# Evaluation metrics in classification problems

We need some kind of evaluation metric to evaluate how good our trained model is doing on unseen data (validation set). Following are the metrics which are commonly used for classification problems:

1. Accuracy score
2. Precision
3. Recall
4. Area under ROC (Receiver Operating characteristics) or AUC
5. Log loss

Knowing above evaluation metrics is good, but we should also know when to use which metric. These metrics usage depend on the problem and mainly target we're trying to predict.

Consider, a **binary classification problem** i.e. *the target variable is divided into 2 classes*. An example could be a classification problem for given chest X-ray images to classify if there is pneumothorax in the image. Pneumothorax is a condition where the lung is collapsed and it can be seen in the chest X-ray image.

![Normal vs Pneumothorax](https://assets.aboutkidshealth.ca/akhassets/Pneumothorax_XRAY_MEDIMG_PHO_EN.png?RenditionID=19)

Let's say we're given 100 images with equal number of Pneumothorax and non-Pneumothorax images. For our training purpose, we divide the dataset into training and validation sets (7:3) with same ratio as in original dataset.

Thus, we'll have 70 images in training set and 30 images in validation set. Then we train our model on 70 images and we'd like to evaluate the model using validation set. Let's look at our Evaluation metrics for classification.

## 1. Accuracy score

Accuracy score is the ratio of correct predictions out of total in the target. Let's say in our above example, out of 30 images in validation set, the model predicts 27 images correctly. Then we can say model predicts with 90% accuracy or 0.9 accuracy score.

In [1]:
def accuracy_score_v1(y_true, y_pred):
    """ Computes the accuracy score
    :param y_true - Actual target values
    :param y_pred - Predicted values from the model
    :returns the accuracy score
    """
    # Assign correct variable to zero, which will contain total correct predictions out of the actual values 
    correct = 0
    for yt, yp in zip(y_true, y_pred):
        if yt == yp:
            correct += 1
    return 1.0 * correct / len(y_true)

In [2]:
# Let's check the accuracy score for the sample data
targets = [1, 0, 0, 1, 0, 0, 1, 1, 1, 0]
preds   = [0, 1, 0, 1, 0, 0, 1, 1, 1, 0]

accuracy_score_v1(targets, preds)

0.8

Above, we can see that our `accuracy_score_v1` method gives the accuracy score of 0.8 or 80%.

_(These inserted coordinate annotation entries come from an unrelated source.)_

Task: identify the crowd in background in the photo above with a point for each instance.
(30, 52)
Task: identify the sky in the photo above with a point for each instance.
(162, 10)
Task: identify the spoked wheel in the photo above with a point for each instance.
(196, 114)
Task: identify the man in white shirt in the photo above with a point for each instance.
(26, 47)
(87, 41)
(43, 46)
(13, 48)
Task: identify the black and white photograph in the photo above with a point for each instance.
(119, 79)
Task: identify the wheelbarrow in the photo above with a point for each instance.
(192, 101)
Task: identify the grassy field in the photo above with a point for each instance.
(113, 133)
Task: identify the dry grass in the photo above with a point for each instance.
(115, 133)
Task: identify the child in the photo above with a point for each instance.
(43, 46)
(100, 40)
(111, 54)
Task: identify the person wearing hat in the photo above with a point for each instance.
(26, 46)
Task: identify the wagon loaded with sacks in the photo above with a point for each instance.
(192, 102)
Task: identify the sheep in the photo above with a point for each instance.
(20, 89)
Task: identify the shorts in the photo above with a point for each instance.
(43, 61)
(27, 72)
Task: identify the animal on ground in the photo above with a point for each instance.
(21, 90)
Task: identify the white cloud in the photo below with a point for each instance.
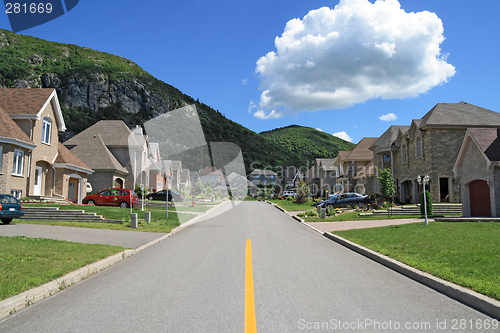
(276, 113)
(334, 58)
(388, 117)
(343, 135)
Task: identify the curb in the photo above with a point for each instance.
(485, 304)
(15, 303)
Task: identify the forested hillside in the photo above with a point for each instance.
(93, 85)
(308, 142)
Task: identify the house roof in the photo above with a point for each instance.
(265, 172)
(114, 133)
(342, 155)
(10, 132)
(29, 104)
(97, 156)
(389, 137)
(360, 152)
(460, 114)
(488, 140)
(65, 158)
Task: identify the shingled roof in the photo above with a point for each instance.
(12, 133)
(67, 159)
(488, 140)
(97, 155)
(389, 137)
(360, 152)
(29, 103)
(460, 114)
(114, 133)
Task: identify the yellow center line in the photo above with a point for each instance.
(250, 323)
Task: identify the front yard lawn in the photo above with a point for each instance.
(27, 263)
(159, 222)
(465, 253)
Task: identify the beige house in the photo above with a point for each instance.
(430, 146)
(41, 168)
(106, 147)
(478, 168)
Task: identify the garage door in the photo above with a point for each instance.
(479, 193)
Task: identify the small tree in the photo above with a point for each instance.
(387, 185)
(428, 199)
(302, 192)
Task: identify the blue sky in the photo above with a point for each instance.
(210, 49)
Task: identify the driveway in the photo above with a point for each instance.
(123, 238)
(346, 225)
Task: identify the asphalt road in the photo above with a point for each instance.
(194, 281)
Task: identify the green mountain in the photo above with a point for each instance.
(93, 85)
(308, 142)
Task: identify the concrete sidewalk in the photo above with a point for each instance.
(347, 225)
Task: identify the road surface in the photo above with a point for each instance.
(194, 281)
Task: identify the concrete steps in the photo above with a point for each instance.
(438, 209)
(54, 214)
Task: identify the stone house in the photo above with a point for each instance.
(33, 163)
(118, 156)
(263, 176)
(430, 146)
(478, 168)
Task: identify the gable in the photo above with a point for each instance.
(30, 103)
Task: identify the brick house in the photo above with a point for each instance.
(34, 164)
(478, 168)
(430, 146)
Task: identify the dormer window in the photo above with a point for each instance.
(418, 144)
(405, 153)
(47, 126)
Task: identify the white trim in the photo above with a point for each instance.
(72, 167)
(17, 142)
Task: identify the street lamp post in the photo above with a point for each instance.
(424, 181)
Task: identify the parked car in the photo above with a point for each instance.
(113, 197)
(10, 208)
(345, 199)
(161, 195)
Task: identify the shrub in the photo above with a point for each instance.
(428, 198)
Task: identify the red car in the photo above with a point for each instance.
(112, 197)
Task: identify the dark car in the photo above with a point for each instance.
(116, 197)
(161, 195)
(345, 199)
(10, 208)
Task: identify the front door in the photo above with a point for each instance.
(37, 188)
(479, 198)
(72, 195)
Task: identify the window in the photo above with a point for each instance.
(418, 144)
(47, 124)
(405, 153)
(18, 162)
(16, 193)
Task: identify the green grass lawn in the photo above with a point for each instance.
(159, 222)
(465, 253)
(26, 263)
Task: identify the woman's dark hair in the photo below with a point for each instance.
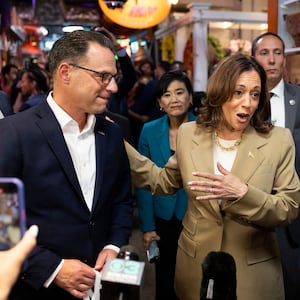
(221, 87)
(168, 77)
(254, 43)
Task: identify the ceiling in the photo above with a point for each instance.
(53, 14)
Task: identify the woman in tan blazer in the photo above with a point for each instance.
(238, 172)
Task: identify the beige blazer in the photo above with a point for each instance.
(244, 227)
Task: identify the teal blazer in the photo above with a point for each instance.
(154, 143)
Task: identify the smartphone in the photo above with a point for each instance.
(153, 252)
(12, 212)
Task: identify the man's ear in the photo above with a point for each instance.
(64, 72)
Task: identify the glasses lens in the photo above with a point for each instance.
(106, 78)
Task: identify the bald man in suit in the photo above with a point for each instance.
(268, 50)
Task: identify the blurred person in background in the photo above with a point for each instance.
(268, 50)
(239, 188)
(161, 216)
(9, 74)
(33, 87)
(145, 107)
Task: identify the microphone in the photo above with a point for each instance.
(122, 276)
(218, 277)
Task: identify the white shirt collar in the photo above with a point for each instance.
(65, 119)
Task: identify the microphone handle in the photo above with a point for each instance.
(121, 296)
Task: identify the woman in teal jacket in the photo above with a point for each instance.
(160, 216)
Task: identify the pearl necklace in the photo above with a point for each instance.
(231, 148)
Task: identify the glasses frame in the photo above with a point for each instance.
(104, 77)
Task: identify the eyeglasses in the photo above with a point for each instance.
(103, 77)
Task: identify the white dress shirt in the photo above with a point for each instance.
(277, 105)
(81, 145)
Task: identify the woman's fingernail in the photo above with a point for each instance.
(33, 230)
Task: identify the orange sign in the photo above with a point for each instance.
(138, 14)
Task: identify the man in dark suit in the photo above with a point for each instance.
(268, 50)
(75, 171)
(5, 105)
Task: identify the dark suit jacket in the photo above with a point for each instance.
(292, 121)
(289, 237)
(35, 151)
(5, 105)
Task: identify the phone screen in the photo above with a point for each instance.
(12, 212)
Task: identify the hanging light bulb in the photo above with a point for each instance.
(112, 4)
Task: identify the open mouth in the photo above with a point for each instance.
(242, 116)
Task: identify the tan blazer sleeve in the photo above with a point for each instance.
(146, 174)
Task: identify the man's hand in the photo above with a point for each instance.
(103, 256)
(148, 237)
(75, 277)
(12, 260)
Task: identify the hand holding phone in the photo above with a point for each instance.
(12, 212)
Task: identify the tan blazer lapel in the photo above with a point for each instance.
(202, 158)
(248, 158)
(202, 153)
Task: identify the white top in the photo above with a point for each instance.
(81, 146)
(225, 158)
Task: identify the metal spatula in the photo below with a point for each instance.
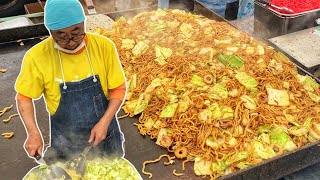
(282, 9)
(79, 164)
(56, 172)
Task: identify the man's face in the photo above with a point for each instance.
(70, 37)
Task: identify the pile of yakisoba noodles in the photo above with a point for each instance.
(210, 93)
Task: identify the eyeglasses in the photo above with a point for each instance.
(74, 38)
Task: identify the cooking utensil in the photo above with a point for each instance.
(281, 9)
(90, 7)
(79, 164)
(56, 172)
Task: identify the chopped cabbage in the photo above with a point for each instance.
(98, 168)
(142, 103)
(237, 157)
(264, 129)
(149, 123)
(260, 50)
(216, 112)
(247, 81)
(184, 104)
(169, 110)
(231, 61)
(218, 92)
(248, 102)
(205, 116)
(162, 54)
(309, 83)
(127, 44)
(198, 81)
(133, 82)
(164, 138)
(140, 48)
(227, 112)
(280, 137)
(201, 166)
(263, 151)
(277, 97)
(186, 29)
(314, 97)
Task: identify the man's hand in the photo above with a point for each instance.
(99, 132)
(34, 144)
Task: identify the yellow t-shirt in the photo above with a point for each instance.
(41, 73)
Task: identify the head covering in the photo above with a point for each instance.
(60, 14)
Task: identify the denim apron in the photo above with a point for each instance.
(82, 104)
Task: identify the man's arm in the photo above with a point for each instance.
(34, 142)
(99, 132)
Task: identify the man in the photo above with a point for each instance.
(75, 71)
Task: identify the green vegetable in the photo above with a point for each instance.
(154, 83)
(243, 165)
(280, 137)
(169, 110)
(184, 104)
(231, 61)
(237, 157)
(215, 109)
(227, 112)
(157, 124)
(264, 138)
(142, 103)
(248, 102)
(309, 83)
(96, 169)
(162, 54)
(314, 97)
(201, 166)
(140, 48)
(159, 26)
(133, 82)
(218, 92)
(211, 142)
(263, 151)
(127, 44)
(149, 123)
(277, 97)
(247, 81)
(264, 129)
(197, 80)
(164, 138)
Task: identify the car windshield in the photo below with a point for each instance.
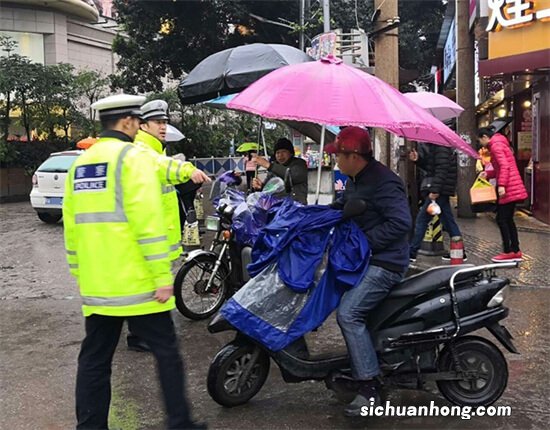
(58, 163)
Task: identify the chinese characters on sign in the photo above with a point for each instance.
(512, 13)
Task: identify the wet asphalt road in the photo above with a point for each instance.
(41, 328)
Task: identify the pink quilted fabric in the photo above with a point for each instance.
(505, 170)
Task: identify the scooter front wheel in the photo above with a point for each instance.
(484, 368)
(194, 298)
(237, 373)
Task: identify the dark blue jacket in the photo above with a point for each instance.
(387, 220)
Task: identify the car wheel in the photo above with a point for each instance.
(49, 218)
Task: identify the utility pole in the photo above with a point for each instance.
(326, 16)
(466, 123)
(302, 21)
(386, 62)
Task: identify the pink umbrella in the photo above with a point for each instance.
(330, 92)
(437, 104)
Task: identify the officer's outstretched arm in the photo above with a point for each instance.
(173, 171)
(69, 225)
(144, 210)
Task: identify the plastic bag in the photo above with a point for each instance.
(433, 208)
(482, 192)
(267, 297)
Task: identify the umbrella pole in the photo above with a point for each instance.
(318, 188)
(262, 137)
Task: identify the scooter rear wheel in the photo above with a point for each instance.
(485, 368)
(225, 383)
(192, 299)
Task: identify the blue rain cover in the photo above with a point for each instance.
(288, 297)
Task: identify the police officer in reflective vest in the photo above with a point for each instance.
(150, 137)
(118, 250)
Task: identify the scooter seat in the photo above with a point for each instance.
(426, 281)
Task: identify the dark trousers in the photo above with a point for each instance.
(249, 176)
(93, 380)
(507, 226)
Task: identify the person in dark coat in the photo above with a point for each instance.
(386, 223)
(439, 183)
(289, 168)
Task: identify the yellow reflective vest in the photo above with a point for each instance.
(170, 171)
(115, 233)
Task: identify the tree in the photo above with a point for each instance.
(17, 77)
(7, 44)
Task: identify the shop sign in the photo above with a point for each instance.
(513, 13)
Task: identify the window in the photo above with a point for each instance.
(29, 45)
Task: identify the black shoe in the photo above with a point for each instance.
(137, 344)
(447, 257)
(354, 408)
(197, 426)
(367, 396)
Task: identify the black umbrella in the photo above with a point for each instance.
(500, 123)
(232, 70)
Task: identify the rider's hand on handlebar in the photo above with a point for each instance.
(257, 184)
(261, 161)
(199, 177)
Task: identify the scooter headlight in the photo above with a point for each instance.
(212, 223)
(498, 298)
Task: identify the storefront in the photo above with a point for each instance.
(516, 86)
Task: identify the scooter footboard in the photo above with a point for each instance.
(297, 369)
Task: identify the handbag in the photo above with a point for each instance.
(482, 192)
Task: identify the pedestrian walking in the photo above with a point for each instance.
(510, 191)
(386, 223)
(118, 250)
(438, 184)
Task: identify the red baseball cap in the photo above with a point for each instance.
(351, 140)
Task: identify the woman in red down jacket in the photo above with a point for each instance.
(510, 191)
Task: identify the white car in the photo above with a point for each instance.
(48, 185)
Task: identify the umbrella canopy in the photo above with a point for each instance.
(330, 92)
(438, 105)
(232, 70)
(173, 134)
(309, 129)
(86, 143)
(248, 146)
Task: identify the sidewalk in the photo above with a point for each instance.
(482, 241)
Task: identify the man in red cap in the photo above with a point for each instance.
(386, 222)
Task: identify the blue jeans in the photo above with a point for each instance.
(352, 313)
(423, 219)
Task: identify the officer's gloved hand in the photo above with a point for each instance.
(180, 157)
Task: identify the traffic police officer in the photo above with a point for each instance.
(118, 250)
(150, 138)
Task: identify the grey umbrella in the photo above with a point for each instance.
(232, 70)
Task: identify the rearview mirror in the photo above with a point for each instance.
(352, 208)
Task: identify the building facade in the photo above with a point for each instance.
(62, 31)
(514, 71)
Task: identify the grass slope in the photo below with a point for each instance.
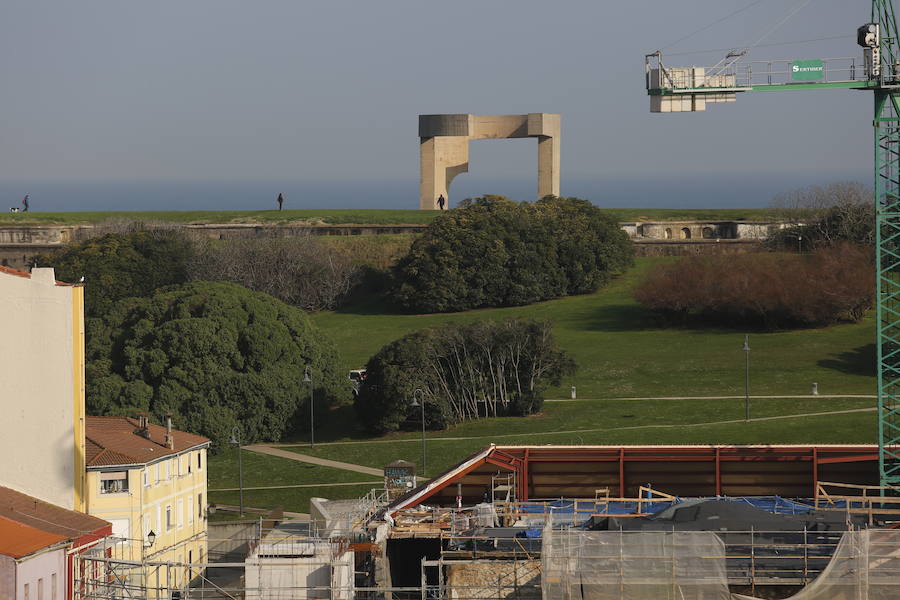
(623, 352)
(342, 216)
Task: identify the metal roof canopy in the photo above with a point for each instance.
(727, 469)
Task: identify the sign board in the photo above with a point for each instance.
(808, 70)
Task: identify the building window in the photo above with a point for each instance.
(115, 482)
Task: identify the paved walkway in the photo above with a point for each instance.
(297, 485)
(809, 396)
(313, 460)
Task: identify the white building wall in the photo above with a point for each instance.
(38, 571)
(37, 387)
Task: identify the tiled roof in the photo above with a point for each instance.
(47, 517)
(18, 540)
(25, 274)
(114, 441)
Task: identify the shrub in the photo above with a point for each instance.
(215, 355)
(766, 290)
(495, 252)
(302, 271)
(486, 368)
(120, 265)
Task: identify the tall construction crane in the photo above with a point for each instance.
(691, 89)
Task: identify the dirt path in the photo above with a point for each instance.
(272, 450)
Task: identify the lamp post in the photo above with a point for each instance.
(236, 440)
(746, 350)
(308, 379)
(421, 403)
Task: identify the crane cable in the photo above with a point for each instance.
(778, 25)
(711, 50)
(705, 27)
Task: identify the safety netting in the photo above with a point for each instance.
(633, 565)
(865, 566)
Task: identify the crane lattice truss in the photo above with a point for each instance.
(691, 89)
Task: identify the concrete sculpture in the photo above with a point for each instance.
(444, 148)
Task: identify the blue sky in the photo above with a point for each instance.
(108, 104)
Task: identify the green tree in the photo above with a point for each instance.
(117, 265)
(215, 355)
(486, 368)
(495, 252)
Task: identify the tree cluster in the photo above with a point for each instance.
(486, 368)
(121, 265)
(215, 356)
(764, 290)
(823, 216)
(302, 271)
(495, 252)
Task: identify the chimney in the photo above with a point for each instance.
(170, 441)
(143, 430)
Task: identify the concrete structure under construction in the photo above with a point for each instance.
(42, 391)
(444, 149)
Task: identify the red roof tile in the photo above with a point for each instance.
(18, 540)
(47, 517)
(115, 441)
(17, 273)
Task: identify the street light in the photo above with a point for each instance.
(746, 350)
(308, 379)
(236, 440)
(415, 403)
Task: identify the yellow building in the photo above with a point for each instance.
(149, 481)
(42, 387)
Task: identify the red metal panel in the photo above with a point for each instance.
(718, 471)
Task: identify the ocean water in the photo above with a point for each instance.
(740, 190)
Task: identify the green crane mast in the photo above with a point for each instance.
(674, 89)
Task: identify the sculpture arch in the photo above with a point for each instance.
(444, 148)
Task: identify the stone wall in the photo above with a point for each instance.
(694, 247)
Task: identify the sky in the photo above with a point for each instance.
(205, 104)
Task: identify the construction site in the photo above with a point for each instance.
(705, 522)
(573, 522)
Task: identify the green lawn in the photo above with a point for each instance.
(355, 216)
(623, 422)
(263, 470)
(622, 351)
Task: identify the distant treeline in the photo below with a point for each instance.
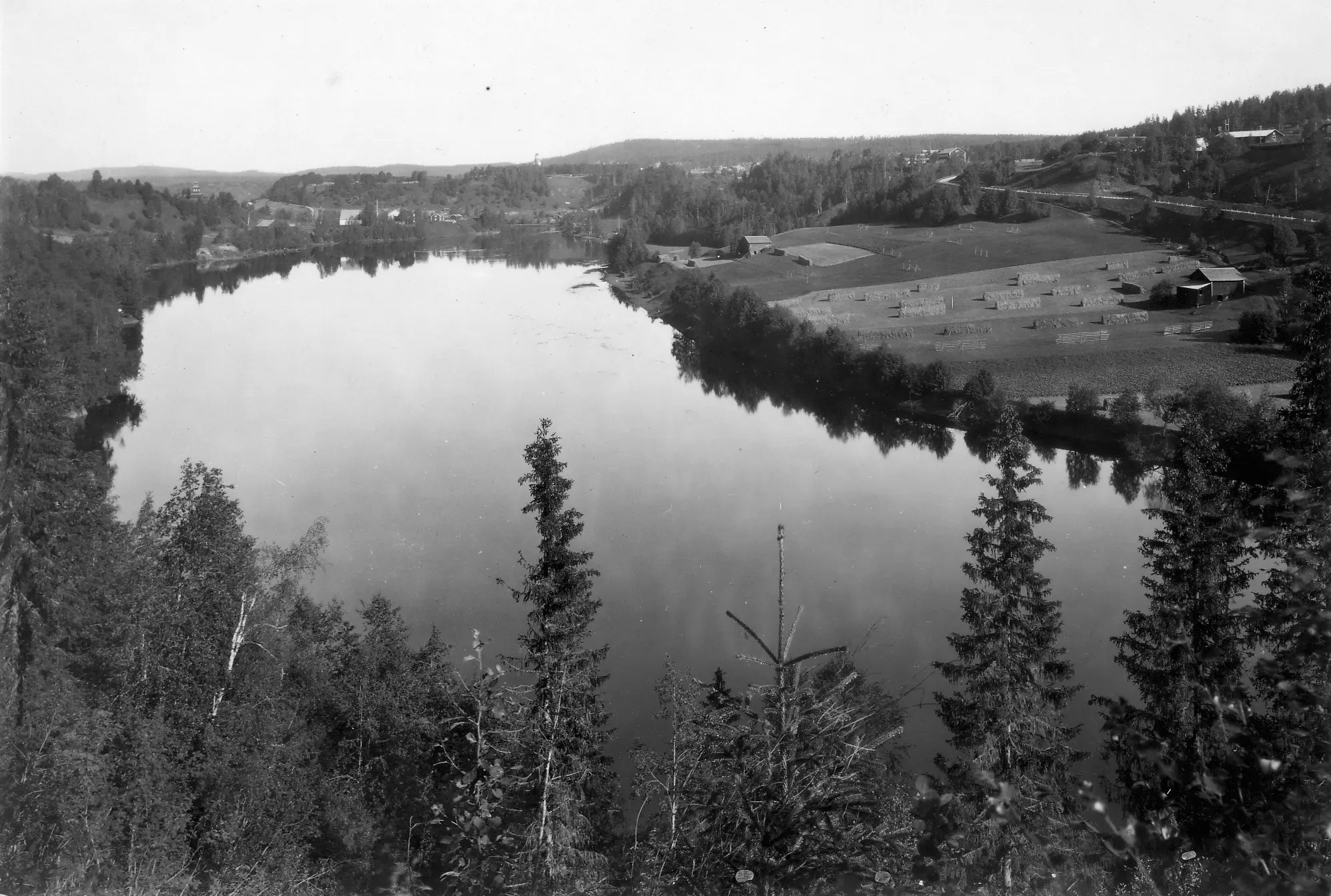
(706, 153)
(179, 715)
(501, 184)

`sklearn` python package provides a function to calculate the accuracy score which we can use to cross check.

In [4]:
from sklearn.metrics import accuracy_score

accuracy_score(targets, preds)

0.8

from `sklearn` package's method we get same accuracy score which means our implementation of accuracy score is correct.

Great!!!

Now, consider another example, where we are given a dataset of 100 images in which only 10 images has Pneumothorax and rest are non-Pneumothorax. If we divide the dataset into training and validation as 80:20 with equal ratio of images. Then training set will contain 72 images of non-Pneumothorax and 8 images of Pneumothorax. Similarly, validation set will contain 18 images of non-Pneumothorax and 2 images of Pneumothorax.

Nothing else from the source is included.